Bay Bridge

Burned at Burning Man

Logo - ExaminerOctober 24, 2002 | San Francisco Examiner

By Adrienne Sanders

Burning Man managers are trying to keep their cool.

Organizers of the desert art festival are going after people for shooting and selling nudie videos of buxom “burners” partying at their campsites.

“We don’t want to see Burning Man turned into a commodity. It’s not for sale,” said business manager Marian Goodell. Plus, the filming has made some participants more wary of participating.

The case is tough: the annual lovefest is, after all, famed for its naked body painting, group showers and free love. But organizers suing Web sites carrying the material say attendees who know others at the festival see them romping around in their birthday suits don’t expect it to show up on the Internet.

One site, Voyeur Video, focuses almost entirely on women’s glittery breasts, genitals and not-so-private-moments with other revelers.

Some have “a murmuring ‘Beavis and Butt-head’-style commentary from the videographers, such as, ‘Man, this is like Playboy!’ as the videographer zooms the camera in to focus on a woman’s breasts as she washes and changes her clothes in what she obviously believes is the privacy of her campsite,” according to the lawsuit filed by San Francisco law firm Gross & Belsky.

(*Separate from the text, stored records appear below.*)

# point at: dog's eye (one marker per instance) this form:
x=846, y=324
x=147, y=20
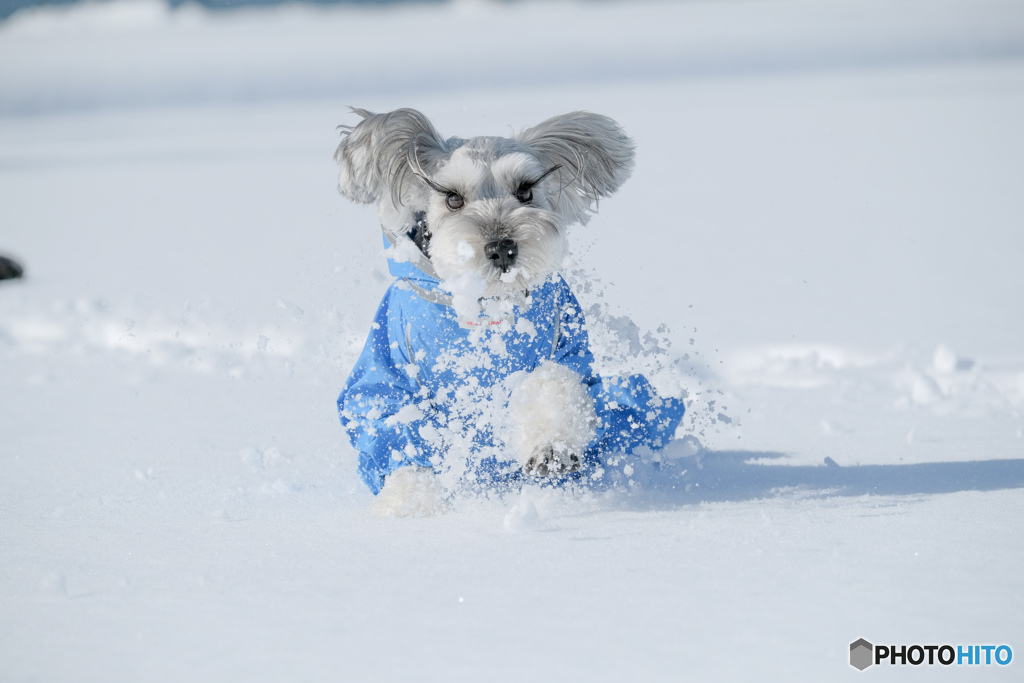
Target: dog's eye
x=455, y=201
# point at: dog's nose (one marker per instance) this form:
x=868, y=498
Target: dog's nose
x=503, y=253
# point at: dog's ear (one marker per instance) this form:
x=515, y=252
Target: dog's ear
x=382, y=152
x=595, y=155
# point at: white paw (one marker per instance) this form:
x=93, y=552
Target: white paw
x=553, y=420
x=411, y=492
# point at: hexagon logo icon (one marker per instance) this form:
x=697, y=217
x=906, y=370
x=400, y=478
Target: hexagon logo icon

The lawsuit accuses Beverly Hills-based Voyeur Video of trespassing, invading the women’s privacy, violating Burning Man’s trademark and breaching an agreement on each ticket that prohibits commercial use of photos without the organizers’ consent.

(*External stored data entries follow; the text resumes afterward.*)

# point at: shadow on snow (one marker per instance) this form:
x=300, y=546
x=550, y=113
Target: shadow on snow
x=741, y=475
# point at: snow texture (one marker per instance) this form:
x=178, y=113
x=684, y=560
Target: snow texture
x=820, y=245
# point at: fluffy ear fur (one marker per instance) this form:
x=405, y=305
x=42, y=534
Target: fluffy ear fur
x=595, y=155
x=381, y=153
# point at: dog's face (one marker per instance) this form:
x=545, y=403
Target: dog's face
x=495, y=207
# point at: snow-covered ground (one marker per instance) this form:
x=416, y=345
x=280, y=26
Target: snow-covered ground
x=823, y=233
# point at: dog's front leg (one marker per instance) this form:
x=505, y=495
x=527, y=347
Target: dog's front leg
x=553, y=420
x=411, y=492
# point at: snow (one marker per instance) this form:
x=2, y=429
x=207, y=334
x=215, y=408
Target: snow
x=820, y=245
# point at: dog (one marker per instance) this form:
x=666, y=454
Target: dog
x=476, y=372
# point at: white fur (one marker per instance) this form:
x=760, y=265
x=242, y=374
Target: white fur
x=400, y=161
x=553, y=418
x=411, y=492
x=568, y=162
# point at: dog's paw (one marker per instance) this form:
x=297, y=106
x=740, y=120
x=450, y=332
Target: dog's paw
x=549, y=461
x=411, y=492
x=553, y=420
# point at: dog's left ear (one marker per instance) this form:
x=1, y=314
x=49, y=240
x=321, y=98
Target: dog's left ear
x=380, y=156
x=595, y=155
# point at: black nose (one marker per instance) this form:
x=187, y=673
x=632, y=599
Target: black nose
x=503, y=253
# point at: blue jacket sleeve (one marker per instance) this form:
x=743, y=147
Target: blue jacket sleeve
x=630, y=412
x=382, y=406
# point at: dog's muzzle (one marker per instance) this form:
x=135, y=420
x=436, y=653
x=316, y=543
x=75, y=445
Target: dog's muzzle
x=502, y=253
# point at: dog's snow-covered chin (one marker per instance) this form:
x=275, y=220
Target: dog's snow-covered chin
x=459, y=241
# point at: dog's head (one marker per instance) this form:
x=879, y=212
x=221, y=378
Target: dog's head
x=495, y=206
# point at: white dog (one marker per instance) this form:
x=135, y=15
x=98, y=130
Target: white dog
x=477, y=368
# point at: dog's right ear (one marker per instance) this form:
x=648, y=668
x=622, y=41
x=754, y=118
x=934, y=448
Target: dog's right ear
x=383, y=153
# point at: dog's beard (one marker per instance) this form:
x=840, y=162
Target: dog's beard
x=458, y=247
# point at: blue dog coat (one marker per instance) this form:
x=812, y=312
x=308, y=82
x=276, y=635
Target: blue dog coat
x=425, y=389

In August, a judge denied Burning Man’s request to immediately remove the films from Voyeur’s Web site.

And, it turns out, management can’t file the privacy invasion claim on behalf of the victims.

The unwitting movie stars have to file on their own, which they plan to do in the next few weeks, said lawyer Terry Gross.

The lawsuit, coupled with last year’s counterfeit ticket wave and recent thefts of artwork in the desert, add up to a bonfire-sized headache for organizers.

But they say the 29,000-person festival, which began on Baker Beach in 1986, is worth defending.

There is one victory so far: Jim O’Brien, Voyeur’s chief Peeping Tom, won’t return to the Nevada bash anytime soon.

“There are so many other naked festivals to hang out at,” said O’Brien. “It’s not worth all the litigation.”